Only(major) parts of it are doing this and it sure looks weird having a part of a leaf in almost perfect condition with pieces of it gone.
The plant(s) affected have had multiple light changes over the past 4 weeks but are now back to their original light. Seems fairly
likely to be chemical burn as I have(Java Fern don't get nutrients from gravel mostly rather water) Eco-Complete over Pure Laterite
for substrate and dose Pride/Flourish Comprehensive weekly but just ADDED API Leaf Zone like an idiot. Surely if some is good
then 39 gallons would be great...LOL...my favorite saying...experience is the best school but has the highest tuition.


----------



## Goby (Mar 21, 2012)

Raymond S. said:


> Only(major) parts of it are doing this and it sure looks weird having a part of a leaf in almost perfect condition with pieces of it gone.
> The plant(s) affected have had multiple light changes over the past 4 weeks but are now back to their original light.
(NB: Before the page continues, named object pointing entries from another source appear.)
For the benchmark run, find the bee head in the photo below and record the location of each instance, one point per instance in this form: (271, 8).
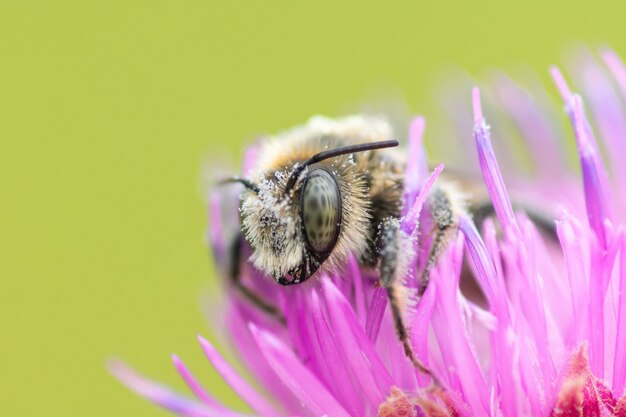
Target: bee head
(294, 221)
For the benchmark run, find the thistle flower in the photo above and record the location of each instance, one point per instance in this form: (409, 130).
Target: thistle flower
(550, 339)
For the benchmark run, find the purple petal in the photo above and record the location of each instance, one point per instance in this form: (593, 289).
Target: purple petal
(334, 364)
(194, 385)
(374, 379)
(489, 166)
(375, 313)
(534, 127)
(416, 166)
(595, 179)
(410, 221)
(164, 397)
(619, 364)
(238, 384)
(305, 386)
(359, 292)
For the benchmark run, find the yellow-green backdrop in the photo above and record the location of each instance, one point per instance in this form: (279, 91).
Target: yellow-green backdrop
(108, 110)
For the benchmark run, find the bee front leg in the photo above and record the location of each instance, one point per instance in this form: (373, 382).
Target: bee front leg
(234, 276)
(442, 210)
(391, 279)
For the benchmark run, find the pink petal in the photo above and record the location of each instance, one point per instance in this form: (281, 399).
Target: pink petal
(374, 379)
(238, 384)
(164, 397)
(194, 385)
(489, 166)
(305, 386)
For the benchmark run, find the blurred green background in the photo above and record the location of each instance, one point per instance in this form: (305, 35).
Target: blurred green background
(108, 111)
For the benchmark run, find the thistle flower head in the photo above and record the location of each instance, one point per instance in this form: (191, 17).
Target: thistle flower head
(549, 338)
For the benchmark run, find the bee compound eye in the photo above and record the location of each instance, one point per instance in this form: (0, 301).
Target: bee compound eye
(320, 210)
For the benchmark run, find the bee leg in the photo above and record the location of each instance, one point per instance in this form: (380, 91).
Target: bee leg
(388, 244)
(442, 213)
(234, 269)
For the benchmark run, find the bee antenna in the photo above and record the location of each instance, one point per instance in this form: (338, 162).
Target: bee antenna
(246, 183)
(331, 153)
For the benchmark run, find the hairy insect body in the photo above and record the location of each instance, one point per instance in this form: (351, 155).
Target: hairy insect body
(329, 189)
(312, 227)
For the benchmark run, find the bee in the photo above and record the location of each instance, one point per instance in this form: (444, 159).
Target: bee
(334, 188)
(330, 189)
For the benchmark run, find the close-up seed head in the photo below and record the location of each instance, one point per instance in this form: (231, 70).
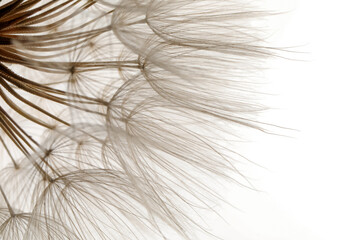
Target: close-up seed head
(115, 115)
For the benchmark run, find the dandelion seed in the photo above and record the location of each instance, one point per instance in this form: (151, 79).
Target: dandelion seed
(111, 112)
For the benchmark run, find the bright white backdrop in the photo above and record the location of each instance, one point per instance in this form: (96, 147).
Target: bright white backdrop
(311, 185)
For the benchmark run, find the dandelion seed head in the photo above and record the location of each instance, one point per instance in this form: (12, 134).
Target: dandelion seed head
(112, 112)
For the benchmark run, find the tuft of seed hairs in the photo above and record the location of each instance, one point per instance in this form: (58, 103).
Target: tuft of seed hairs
(116, 115)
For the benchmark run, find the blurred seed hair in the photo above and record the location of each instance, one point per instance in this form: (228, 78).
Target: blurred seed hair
(117, 117)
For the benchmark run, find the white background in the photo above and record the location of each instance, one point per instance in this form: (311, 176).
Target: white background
(312, 182)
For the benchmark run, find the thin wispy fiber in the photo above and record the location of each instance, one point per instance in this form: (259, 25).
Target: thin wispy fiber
(117, 116)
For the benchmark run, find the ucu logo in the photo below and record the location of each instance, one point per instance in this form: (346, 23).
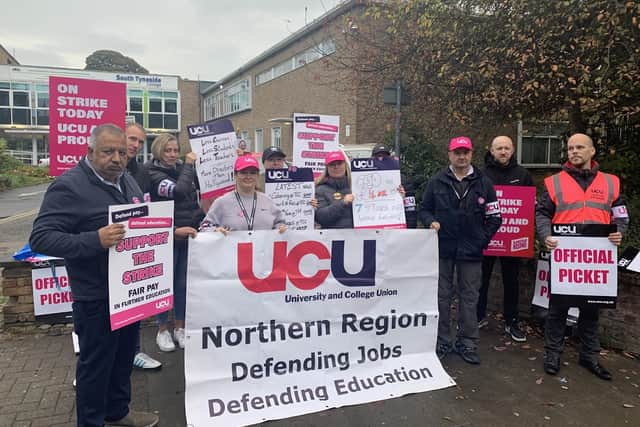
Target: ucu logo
(277, 174)
(68, 158)
(363, 163)
(198, 130)
(165, 303)
(286, 265)
(565, 229)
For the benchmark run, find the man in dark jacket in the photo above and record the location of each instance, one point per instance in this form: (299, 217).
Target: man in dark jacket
(460, 204)
(72, 224)
(502, 168)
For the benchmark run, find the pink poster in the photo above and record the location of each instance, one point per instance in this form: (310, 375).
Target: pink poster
(76, 106)
(515, 236)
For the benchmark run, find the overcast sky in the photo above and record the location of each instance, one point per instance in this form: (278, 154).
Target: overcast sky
(205, 39)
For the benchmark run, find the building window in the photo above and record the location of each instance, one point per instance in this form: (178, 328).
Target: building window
(276, 134)
(324, 48)
(228, 100)
(259, 143)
Seems fairly
> likely to be chemical burn as I have(Java Fern don't get nutrients from gravel mostly rather water) Eco-Complete over Pure Laterite
> for substrate and dose Pride/Flourish Comprehensive weekly but just ADDED API Leaf Zone like an idiot. Surely if some is good
> then 39 gallons would be great...LOL...my favorite saying...experience is the best school but has the highest tuition.


Oh you took the words right out of my mouth! (...or would that be off my fingertips?)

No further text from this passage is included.